Thursday, 5 September 2013

Habermann (4 Stars)


This 2010 film is based on true events in the Sudetenland, an area in Czechoslovakia, from 1937 to 1945. The names have been changed, but I've been informed that people from this area know who is referred to.

August Habermann is the owner of a mill in the small town of Egau. Like August, the majority of the town is German, but there are a few hundred Czechs. August marries Jana, a Czech orphan who has grown up in a nearby monastery. Before the marriage the town's mayor warns August that Jana had Jewish parents, even though she doesn't know it herself.

August is politically unmotivated. His family has lived in the Sudetenland for four generations, which has weakened his feelings for Germany. "Ich habe kein Vaterland, ich habe eine Heimat" -- "I have no fatherland, I have a home". He is a law-abiding citizen and does what is expected of him, but he contradicts the occupying German forces when they treat the Czechs as inferiors.
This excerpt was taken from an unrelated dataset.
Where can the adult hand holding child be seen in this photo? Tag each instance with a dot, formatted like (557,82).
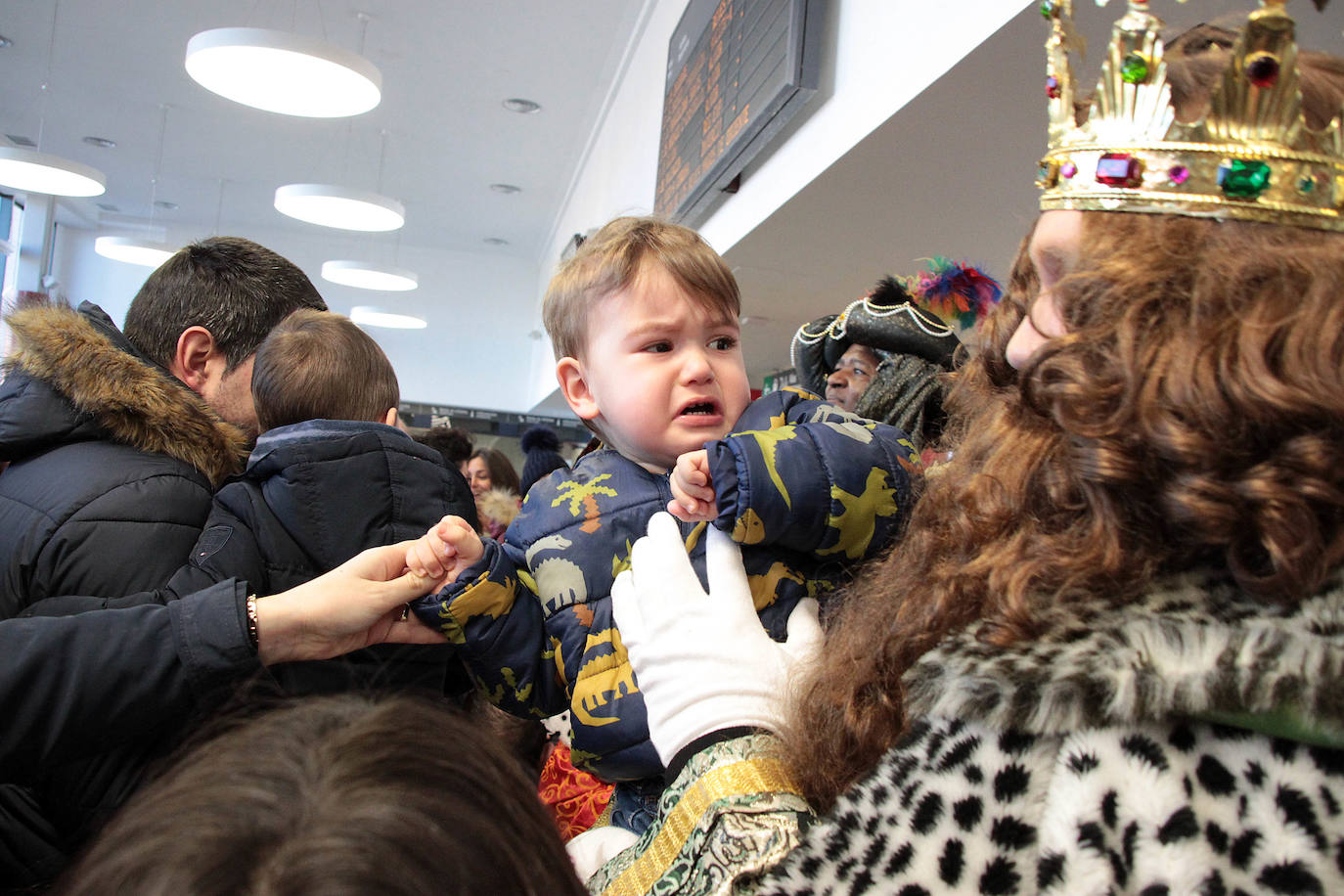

I won't go into all the details of the film, but one thing shook me. I'm sorry if it's a spoiler, but since the film has never been released in English I think my readers can forgive me. In 1943 Jana's lineage is discovered, so she's sent to a concentration camp with her daughter. In 1945 she is freed and returns home. When she returns the Russians are in the middle of ethnic cleansing, arresting all Germans and sending them to prison in Siberia. Since Jana was married to a German she was treated as a German. At the end of the film she is thrown into a crowded train compartment with her daughter for the second time, the Jewish stars still on their dresses. Who was worse, the Germans or the Russians? It's difficult to say, because the Russian atrocities are less well documented. A Jewish friend of mine who was adopted by English parents told me that his parents died in prison because they starved to death. It was not customary to give food to "enemies of the state", they could only eat what their visitors brought them. I was told by the pastor of a Baptist church in Stuttgart that he had watched the Russians shoot his father in East Prussia during the war. When the Russians entered his town they rounded up the men, all civilians, and executed them in the central marketplace while forcing the women and children to watch.